Студийная система

Поделись знанием:
(перенаправлено с «Классический Голливуд»)
Перейти к: навигация, поиск

Студийная система — организационное устройство Голливуда в период его «золотого века», которое оставалось неизменным с 1928 года (создание RKO Pictures) до конца 1949 года (продажа кинотеатров студии Paramount).

В середине XX века 95 % американского кинорынка контролировали 8 кинотрестов. Доля студий-мейджоров «большой пятёрки» (MGM, Paramount, Fox, Warner Bros., RKO) колебалась от 22 % (MGM) до 9 % (RKO). Помимо собственно производства фильмов, студии занимались их дистрибуцией и владели крупными сетями кинотеатров.

В 1948-54 годах под нажимом государственных регуляторов эта система была ликвидирована, однако её пережитки сохранялись до середины 1960-х годов: довольно узкий круг производителей кинофильмов и ограничения на прокат, налагаемые кодексом Хейса. Только после отмены кодекса в 1967 году можно говорить о наступлении эпохи Нового Голливуда.





Основные черты

Основой студийной системы было наличие у каждой студии крупных производственных мощностей с постоянным персоналом. Режиссёры, актёры и другие кинематографисты заключали со студиями долгосрочные контракты и находились в их полном распоряжении. За отказ от исполнения контракта полагались солидные штрафы. Студия раскручивала «звезду» практически с нуля, зачастую придумывая ей новое имя и биографию (т. н. звёздный конвейер). Карьера киноактёров полностью зависела от капризов студийного руководства. Профессиональные награды, как правило, распределялись по неформальному соглашению крупнейших киномагнатов.

Другой составляющей коммерческого успеха была монополизация киностудиями сетей сбыта кинопродукции, то есть кинотеатров. Это позволяло манипулировать ценами на билеты. Владельцам независимых кинотеатров фильмы предлагались «пакетами» из пяти кинокартин, среди которых только одна была хитовой, а остальные шли «в нагрузку».

Иерархия студий

На протяжении всех 1930-х годов экономическим локомотивом киноиндустрии выступала студия Metro-Goldwyn-Mayer (MGM) во главе с Л. Б. Майером; за ней с заметным отставанием следовала компания Fox во главе с Д. Зануком (переименованная в 1935 г. в 20th Century Fox). В разгар Великой депрессии все студии, кроме MGM, показали убыток.
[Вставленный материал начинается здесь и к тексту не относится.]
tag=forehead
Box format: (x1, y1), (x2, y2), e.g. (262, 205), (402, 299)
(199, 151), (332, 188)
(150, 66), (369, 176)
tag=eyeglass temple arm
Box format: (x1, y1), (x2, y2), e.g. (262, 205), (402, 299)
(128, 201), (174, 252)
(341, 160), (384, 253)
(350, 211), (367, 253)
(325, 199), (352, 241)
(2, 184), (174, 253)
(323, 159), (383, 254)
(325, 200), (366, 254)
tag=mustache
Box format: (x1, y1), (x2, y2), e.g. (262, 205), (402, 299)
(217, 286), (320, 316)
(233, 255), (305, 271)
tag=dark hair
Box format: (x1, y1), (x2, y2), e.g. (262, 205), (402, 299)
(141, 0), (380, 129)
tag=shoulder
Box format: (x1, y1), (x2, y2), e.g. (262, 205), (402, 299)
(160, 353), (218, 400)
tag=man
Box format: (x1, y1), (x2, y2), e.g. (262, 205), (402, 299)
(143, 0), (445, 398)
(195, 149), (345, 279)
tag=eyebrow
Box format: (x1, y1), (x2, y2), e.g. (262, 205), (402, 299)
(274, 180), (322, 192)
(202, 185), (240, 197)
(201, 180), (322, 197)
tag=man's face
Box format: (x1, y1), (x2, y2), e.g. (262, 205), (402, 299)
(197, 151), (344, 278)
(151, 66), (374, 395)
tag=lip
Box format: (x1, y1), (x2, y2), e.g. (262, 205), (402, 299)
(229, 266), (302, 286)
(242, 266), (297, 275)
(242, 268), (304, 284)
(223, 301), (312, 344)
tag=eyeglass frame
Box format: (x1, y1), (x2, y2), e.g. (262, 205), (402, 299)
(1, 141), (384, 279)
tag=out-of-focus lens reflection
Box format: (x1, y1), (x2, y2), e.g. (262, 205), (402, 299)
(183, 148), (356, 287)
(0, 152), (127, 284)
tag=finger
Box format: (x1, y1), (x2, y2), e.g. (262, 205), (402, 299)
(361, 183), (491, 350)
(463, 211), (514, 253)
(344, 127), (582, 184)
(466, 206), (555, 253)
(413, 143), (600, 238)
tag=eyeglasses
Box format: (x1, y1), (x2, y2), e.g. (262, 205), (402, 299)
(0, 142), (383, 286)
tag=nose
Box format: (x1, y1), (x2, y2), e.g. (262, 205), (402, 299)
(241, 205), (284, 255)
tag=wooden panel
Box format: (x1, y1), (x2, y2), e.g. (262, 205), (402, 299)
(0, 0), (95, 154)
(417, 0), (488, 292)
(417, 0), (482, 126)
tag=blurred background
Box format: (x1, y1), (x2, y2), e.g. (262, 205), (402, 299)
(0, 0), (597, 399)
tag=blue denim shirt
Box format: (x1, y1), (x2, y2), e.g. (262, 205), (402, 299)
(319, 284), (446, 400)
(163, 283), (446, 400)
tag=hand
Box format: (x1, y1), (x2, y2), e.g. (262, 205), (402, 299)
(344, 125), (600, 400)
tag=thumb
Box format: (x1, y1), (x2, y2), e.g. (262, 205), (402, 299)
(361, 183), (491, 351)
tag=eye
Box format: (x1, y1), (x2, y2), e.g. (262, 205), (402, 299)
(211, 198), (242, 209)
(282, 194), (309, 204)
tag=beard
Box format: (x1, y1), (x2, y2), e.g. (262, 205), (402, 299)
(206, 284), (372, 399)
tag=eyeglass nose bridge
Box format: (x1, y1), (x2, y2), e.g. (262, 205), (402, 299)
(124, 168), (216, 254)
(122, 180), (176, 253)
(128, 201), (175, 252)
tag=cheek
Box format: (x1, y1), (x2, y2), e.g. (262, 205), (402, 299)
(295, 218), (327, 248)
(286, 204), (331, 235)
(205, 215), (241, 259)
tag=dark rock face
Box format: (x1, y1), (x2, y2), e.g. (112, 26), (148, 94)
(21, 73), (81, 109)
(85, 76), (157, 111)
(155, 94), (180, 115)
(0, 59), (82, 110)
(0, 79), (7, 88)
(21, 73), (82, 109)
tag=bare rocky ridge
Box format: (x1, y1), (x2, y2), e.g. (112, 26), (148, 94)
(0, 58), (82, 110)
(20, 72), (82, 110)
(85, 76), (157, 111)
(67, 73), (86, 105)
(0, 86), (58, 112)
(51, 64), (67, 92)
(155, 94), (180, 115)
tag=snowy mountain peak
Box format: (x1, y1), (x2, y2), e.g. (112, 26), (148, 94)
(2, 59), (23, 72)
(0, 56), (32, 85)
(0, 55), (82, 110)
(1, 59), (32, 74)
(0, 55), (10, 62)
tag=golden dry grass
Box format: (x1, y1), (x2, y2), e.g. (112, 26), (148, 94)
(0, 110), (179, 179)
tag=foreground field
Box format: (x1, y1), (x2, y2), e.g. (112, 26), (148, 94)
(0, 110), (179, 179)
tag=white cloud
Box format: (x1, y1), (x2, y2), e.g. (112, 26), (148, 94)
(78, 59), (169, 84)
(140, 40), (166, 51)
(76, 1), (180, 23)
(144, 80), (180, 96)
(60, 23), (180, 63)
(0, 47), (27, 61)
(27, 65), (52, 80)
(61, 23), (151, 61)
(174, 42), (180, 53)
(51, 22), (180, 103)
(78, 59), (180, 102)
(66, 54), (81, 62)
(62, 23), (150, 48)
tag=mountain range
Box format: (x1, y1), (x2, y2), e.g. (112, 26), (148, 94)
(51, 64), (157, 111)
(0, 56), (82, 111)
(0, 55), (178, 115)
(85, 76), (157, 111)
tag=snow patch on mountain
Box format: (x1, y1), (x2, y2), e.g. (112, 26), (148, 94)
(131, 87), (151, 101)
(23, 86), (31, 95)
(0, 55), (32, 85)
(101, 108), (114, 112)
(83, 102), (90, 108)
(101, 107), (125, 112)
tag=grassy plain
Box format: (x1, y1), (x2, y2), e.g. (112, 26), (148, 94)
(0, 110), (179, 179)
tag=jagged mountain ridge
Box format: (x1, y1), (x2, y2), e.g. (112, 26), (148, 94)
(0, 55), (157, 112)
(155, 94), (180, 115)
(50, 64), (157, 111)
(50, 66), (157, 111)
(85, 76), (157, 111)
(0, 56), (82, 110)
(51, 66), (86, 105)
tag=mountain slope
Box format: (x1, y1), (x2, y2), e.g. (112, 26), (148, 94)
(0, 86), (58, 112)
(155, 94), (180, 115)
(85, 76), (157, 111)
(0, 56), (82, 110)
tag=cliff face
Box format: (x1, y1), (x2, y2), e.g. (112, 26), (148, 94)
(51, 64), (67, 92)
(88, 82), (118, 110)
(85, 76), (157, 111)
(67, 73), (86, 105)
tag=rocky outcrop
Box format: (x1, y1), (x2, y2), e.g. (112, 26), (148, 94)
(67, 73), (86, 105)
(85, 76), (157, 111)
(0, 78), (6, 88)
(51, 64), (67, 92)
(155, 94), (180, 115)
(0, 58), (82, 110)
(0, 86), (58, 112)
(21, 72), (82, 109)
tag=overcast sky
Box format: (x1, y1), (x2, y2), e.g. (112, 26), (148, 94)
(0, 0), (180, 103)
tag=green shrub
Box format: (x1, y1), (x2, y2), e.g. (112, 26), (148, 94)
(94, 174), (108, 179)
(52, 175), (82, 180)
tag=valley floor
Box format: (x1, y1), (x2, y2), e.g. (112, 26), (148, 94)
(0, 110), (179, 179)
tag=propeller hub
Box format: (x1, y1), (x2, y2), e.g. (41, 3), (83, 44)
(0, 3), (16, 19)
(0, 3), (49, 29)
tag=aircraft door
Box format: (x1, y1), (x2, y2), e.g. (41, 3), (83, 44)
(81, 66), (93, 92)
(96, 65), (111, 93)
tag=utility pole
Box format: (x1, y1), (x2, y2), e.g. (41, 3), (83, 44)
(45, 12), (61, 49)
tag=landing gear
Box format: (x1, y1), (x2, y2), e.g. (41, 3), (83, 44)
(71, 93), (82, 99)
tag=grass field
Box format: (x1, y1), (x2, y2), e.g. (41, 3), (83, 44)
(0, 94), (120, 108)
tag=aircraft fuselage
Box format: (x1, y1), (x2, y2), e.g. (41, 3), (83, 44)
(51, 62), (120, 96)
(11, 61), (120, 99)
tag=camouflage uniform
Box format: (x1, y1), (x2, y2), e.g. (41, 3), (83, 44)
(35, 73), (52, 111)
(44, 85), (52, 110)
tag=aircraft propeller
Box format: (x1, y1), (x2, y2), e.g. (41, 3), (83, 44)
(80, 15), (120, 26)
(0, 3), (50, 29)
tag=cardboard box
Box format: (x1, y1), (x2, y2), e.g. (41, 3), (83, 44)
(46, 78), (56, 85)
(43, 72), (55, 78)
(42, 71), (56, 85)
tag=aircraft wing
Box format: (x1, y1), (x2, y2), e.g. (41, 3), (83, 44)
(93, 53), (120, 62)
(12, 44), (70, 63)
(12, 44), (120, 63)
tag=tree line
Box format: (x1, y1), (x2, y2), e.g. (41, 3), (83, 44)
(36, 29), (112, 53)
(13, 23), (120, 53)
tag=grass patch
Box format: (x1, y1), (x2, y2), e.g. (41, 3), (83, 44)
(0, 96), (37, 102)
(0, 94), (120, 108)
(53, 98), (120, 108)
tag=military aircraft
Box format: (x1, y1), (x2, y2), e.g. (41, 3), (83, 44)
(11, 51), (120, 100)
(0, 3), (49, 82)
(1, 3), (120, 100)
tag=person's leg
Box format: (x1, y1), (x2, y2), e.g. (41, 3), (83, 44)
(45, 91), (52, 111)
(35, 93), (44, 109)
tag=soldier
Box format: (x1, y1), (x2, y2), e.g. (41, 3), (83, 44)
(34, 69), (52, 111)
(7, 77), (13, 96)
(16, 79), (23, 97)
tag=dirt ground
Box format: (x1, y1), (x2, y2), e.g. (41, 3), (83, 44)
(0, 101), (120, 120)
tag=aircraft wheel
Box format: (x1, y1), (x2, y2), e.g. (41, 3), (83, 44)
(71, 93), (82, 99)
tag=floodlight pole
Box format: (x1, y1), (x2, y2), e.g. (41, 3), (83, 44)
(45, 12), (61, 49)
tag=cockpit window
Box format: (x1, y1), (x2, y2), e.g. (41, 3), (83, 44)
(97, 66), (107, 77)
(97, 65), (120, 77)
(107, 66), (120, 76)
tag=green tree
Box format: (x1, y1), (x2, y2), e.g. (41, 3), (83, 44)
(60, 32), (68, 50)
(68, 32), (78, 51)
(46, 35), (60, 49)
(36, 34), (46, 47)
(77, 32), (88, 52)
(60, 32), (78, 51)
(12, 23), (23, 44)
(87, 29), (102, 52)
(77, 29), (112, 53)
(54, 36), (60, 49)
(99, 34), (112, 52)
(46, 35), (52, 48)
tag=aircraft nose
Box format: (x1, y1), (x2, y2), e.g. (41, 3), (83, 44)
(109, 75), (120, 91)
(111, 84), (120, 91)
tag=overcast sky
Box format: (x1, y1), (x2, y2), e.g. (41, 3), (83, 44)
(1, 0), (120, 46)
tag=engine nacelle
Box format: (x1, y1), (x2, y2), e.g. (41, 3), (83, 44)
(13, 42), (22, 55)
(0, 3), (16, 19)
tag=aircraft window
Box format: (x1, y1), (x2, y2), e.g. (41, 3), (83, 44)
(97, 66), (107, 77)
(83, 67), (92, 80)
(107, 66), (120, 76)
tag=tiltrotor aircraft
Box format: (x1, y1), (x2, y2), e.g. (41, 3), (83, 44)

После того, как MGM покинули продюсеры-новаторы Ирвинг Тальберг и Дэвид Селзник, компания перестала развиваться и сдала в 1942 г. пальму первенства студии Paramount Pictures.

Вслед за тремя этими гигантами следовали «середняки». Компания Warner Bros. вошла в число ведущих игроков после выпуска в 1927 г. первого звукового фильма «Певец джаза», положившего начало революционному переустройству голливудской индустрии. Для меньшей из пяти крупных студий, RKO Pictures, звёздный час наступил в 1933 году, когда в прокат вышел её самый большой хит, «Кинг-Конг».

Малые кинокомпании не могли похвастаться разветвлёнными сетями кинотеатров. В этом сегменте в 1930-е гг. наибольший успех сопутствовал компании Columbia Pictures, однако в 1940-е гг. её обошла по оборотам старейшая киностудия Америки, Universal Pictures, основанная ещё в 1909 году.

Кинокомпания United Artists была устроена иначе, нежели все остальные. Она не занималась напрямую кинопроизводством, а кредитовала независимых кинопроизводителей (например, студии Селзника и Голдвина) и обеспечивала дистрибуцию их продукции. Собственные кинотеатры у неё отсутствовали.

Крушение системы

Тотальный контроль кинотрестов над всем кинопроцессом от производства фильмов до «сбыта» их конечному потребителю не мог не вызвать озабоченности у антимонопольного ведомства. В 1938 г. против Paramount Picture был начат процесс, который затянулся на долгие годы. В 1948 г. Верховный суд США наконец признал крупнейшую в стране кинокомпанию нарушившей закон о свободной конкуренции и потребовал разделения её кинопроизводственных мощностей и кинотеатров. Предполагалось, что вслед за Paramount все кинокомпании будут реорганизованы по образу и подобию United Artists.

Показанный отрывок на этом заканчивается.